In Matthew 28:19-20 Jesus said,
“Go therefore and make disciples of all nations, baptizing them in the name of the Father and of the Son and of the Holy Spirit, teaching them to observe all that I have commanded you. And behold, I am with you always, to the end of the age.”
If we take serious this command to teach all nations to observe all that He commanded, we have to look at what Jesus actually taught and commanded. As we look through scripture we see a majority of Jesus’ teaching points to things like the meek inheriting the earth, that we’re the salt and light of the earth, that we ought to love our enemy, that lust is the same as adultery, and hate is the same as murder, that we should treat others like we want to be treated and that we need to give to the needy. If you want to see what Jesus was all about, The Sermon on the Mount (Matthew 5-7) is a great place to begin learning Him.

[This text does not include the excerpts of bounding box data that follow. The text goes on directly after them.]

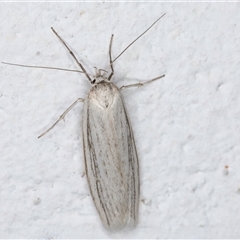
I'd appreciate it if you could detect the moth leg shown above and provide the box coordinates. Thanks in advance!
[108,34,114,81]
[38,98,84,138]
[120,75,165,90]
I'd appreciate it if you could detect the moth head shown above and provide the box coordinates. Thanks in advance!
[92,67,108,84]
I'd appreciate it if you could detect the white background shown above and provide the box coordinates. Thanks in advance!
[0,3,240,238]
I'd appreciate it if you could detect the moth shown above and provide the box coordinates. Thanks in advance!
[2,14,165,232]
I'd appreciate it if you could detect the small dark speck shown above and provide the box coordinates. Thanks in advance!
[33,198,41,206]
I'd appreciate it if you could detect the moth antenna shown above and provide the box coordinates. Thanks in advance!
[2,62,83,73]
[112,13,166,62]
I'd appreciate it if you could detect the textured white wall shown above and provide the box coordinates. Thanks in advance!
[0,3,240,238]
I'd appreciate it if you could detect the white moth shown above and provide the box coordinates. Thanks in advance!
[2,14,165,232]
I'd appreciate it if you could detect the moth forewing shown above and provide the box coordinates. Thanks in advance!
[83,81,139,231]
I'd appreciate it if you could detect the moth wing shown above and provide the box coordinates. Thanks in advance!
[83,83,139,231]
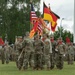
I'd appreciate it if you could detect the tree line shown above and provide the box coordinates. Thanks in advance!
[0,0,73,43]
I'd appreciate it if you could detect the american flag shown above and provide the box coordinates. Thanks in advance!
[30,3,38,24]
[37,22,43,34]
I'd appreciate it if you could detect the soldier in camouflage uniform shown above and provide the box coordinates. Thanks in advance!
[0,46,5,64]
[67,43,74,64]
[14,36,23,69]
[55,38,65,69]
[34,35,44,70]
[22,32,34,70]
[50,36,56,69]
[44,34,52,70]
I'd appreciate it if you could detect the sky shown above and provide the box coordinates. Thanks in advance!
[40,0,74,33]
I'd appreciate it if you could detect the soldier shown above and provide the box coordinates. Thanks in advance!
[44,34,52,70]
[22,32,34,70]
[55,38,65,69]
[4,42,12,64]
[0,46,5,64]
[50,36,56,69]
[34,35,44,70]
[14,36,23,69]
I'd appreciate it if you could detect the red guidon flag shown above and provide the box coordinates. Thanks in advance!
[43,3,60,31]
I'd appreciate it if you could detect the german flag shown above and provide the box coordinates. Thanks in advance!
[43,2,60,31]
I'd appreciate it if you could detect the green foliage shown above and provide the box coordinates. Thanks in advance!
[53,27,73,42]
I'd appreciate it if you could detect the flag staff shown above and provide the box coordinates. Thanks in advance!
[73,4,75,43]
[60,18,64,37]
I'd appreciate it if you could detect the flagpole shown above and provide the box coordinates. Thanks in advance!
[73,4,75,43]
[60,18,64,37]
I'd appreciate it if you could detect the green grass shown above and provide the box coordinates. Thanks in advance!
[0,61,75,75]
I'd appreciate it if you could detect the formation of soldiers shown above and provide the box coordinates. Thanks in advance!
[1,32,75,70]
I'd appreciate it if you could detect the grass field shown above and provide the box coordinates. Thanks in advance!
[0,61,75,75]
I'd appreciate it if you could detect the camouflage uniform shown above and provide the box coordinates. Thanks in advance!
[50,36,56,69]
[34,35,44,70]
[55,39,64,69]
[4,44,12,64]
[44,34,52,69]
[19,32,34,70]
[14,41,23,69]
[68,44,74,64]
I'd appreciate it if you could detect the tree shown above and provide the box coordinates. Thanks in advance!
[53,27,73,42]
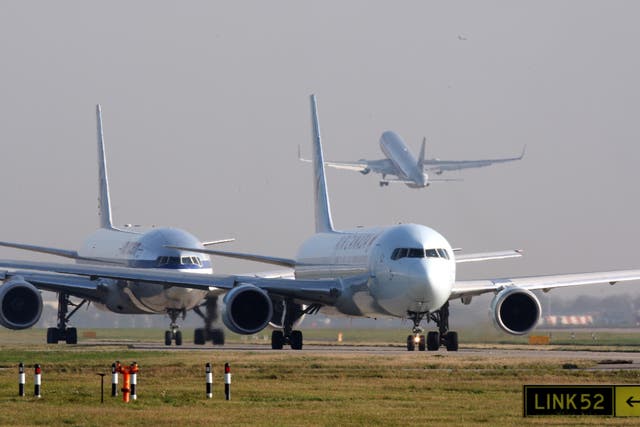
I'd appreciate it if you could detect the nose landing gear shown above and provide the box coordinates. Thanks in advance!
[407,302,458,351]
[164,309,187,346]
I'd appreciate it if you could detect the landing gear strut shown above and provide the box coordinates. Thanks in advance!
[193,297,224,345]
[271,301,320,350]
[164,308,187,345]
[407,302,458,351]
[47,292,87,344]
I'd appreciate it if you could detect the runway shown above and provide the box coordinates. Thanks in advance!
[122,343,640,370]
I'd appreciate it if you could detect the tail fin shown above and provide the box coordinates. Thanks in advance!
[418,136,427,172]
[310,95,333,233]
[96,104,113,229]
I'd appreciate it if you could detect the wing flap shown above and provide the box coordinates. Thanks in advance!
[456,249,522,264]
[449,270,640,299]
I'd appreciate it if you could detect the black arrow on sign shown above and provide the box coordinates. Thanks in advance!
[627,396,640,408]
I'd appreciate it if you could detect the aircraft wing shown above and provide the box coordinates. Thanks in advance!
[424,146,527,172]
[298,147,397,175]
[456,249,522,264]
[0,260,344,305]
[449,270,640,299]
[0,241,122,264]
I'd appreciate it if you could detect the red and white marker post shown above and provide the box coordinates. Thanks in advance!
[224,363,231,400]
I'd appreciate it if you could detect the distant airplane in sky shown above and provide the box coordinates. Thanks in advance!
[298,131,526,188]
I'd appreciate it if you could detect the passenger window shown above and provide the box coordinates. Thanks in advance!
[424,249,439,258]
[407,248,424,258]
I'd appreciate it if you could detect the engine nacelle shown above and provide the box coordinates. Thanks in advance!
[491,287,542,335]
[222,284,273,335]
[0,277,42,329]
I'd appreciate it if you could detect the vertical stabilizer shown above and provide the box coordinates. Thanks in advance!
[311,95,333,233]
[96,104,113,228]
[418,137,427,172]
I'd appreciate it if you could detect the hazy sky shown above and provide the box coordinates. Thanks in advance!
[0,0,640,304]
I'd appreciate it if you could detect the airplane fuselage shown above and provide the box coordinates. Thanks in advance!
[295,224,456,317]
[78,228,212,314]
[380,131,428,188]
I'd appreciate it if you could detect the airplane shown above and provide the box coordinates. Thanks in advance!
[0,105,234,345]
[298,131,526,188]
[0,95,640,351]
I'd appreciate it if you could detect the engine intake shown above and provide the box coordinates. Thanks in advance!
[222,284,273,335]
[0,277,42,329]
[491,287,542,335]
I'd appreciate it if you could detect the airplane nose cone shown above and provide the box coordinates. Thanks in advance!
[407,259,452,311]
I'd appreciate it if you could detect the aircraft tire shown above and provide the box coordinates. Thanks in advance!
[47,328,58,344]
[271,331,284,350]
[407,335,416,351]
[445,332,458,351]
[211,328,224,345]
[418,335,427,351]
[427,331,440,351]
[65,328,78,344]
[289,331,302,350]
[193,328,205,345]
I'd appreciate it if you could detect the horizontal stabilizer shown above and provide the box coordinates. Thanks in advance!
[202,237,236,246]
[456,249,522,264]
[165,245,296,268]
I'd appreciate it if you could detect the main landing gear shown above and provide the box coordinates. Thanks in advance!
[164,308,187,345]
[407,302,458,351]
[47,292,87,344]
[271,301,320,350]
[193,297,224,345]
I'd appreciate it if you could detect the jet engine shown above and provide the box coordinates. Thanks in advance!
[490,287,542,335]
[0,277,42,329]
[222,284,273,335]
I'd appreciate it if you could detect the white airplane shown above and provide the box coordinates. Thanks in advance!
[0,105,238,345]
[0,95,640,351]
[298,131,526,188]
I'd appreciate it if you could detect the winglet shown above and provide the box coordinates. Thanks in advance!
[310,95,333,233]
[96,104,113,229]
[418,136,427,172]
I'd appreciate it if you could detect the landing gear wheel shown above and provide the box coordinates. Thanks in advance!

When we start considering that teaching “all that [He] has commanded,” really starts with that kind of stuff, it’s then that we’re able to put into action His commission to love God with all our heart, soul, mind and strength and to love our neighbor as yourself. When we look at “sharing” the Gospel, it ought to start there. It has to start with the way WE obey His command to love God and others, to which He provided us a whole sermon about what that should look like in practical terms. To be clear, it isn’t a checklist. You can’t simply print off Matthew 5-7 and run down it checking off your good deeds, though many of us might benefit from that approach. Instead it’s the outworking of seeking Jesus and allowing the Holy Spirit to transform us into doers of His word. It’s a process that lasts a lifetime.
Going to people, who don’t believe in Jesus, with a list of all the ways they’re living their life wrong and how they’re offending God, might seem like the same message that Jesus taught, but it’s actually not. Did Jesus talk about hell? Yes. In Matthew 13:41-42 he said, “The Son of Man will send his angels, and they will gather out of his kingdom all causes of sin and all law-breakers, and throw them into the fiery furnace. In that place there will be weeping and gnashing of teeth.” But this was an explanation to His disciples, in private, after He taught a parable to the larger crowd. He didn’t sugar coat the fact that humanity was fallen, broken and would be eternally separated from God, if not for Him, but He also didn’t open with that. The Gospel message was never a set of rules. Instead, it was the story of God forgiving us and inviting us in.
I’ve said it before, numerous times, in John 16:9 Jesus points out that “The world’s sin is unbelief in [Him].” That should clue us into the fact that Jesus was telling us that we needed to break through that barrier first. It’s a far harder thing to convince people that they need Jesus when you open with, “you’re a drunk, so you’re headed to hell.” Instead, we see Jesus teaching truths about what it looks like to live as a citizen of the Kingdom, which looks a lot like serving and loving those that at first glance you would say didn’t deserve it. The only criteria He sets for entry into the Kingdom is that you believe in and follow Him. He invites the sinner (which FYI is you) to dine with Him and learn from Him. It’s in that process that the Holy Spirit convicts the world of their sin of unbelief, again it’s not us. Once they’re “in,” it’s the Holy Spirit that deals with the person’s righteousness.
Let’s gain some perspective here. We act like the best way to get people to follow Jesus is speaking to their specific sin acts. Then if they accept that we load them down with a list of things they shouldn’t do anymore. Then, when they leave we wonder why we can’t keep them. Could it be because they don’t actually see the genuine love of Jesus acted out by His people? Thomas spent three years WITH Jesus, in His company, and still doubted that He was who He said He was. Why do we just expect people to take our word for it and not understand when they don’t?
The gospel is not about calling out sin. It’s about pointing to Jesus, in word and deed, telling others how He sacrificed for the collective sins of the world, showing how His redemptive love transforms, allowing the Holy Spirit to move and convict, so others acknowledge their own sinfulness and surrender to their need for a savior. It’s about preaching Jesus as God, Him crucified for mercy sake, resurrected for grace sake and His return for love sake.
Paul resolved to know nothing except Jesus Christ and him crucified. Maybe it’s time that we refocus and resolve the same thing. We can present the cross in one of two ways. As a showcase for others’ sin or as a declaration of His love. They seem similar, but they’re worlds apart.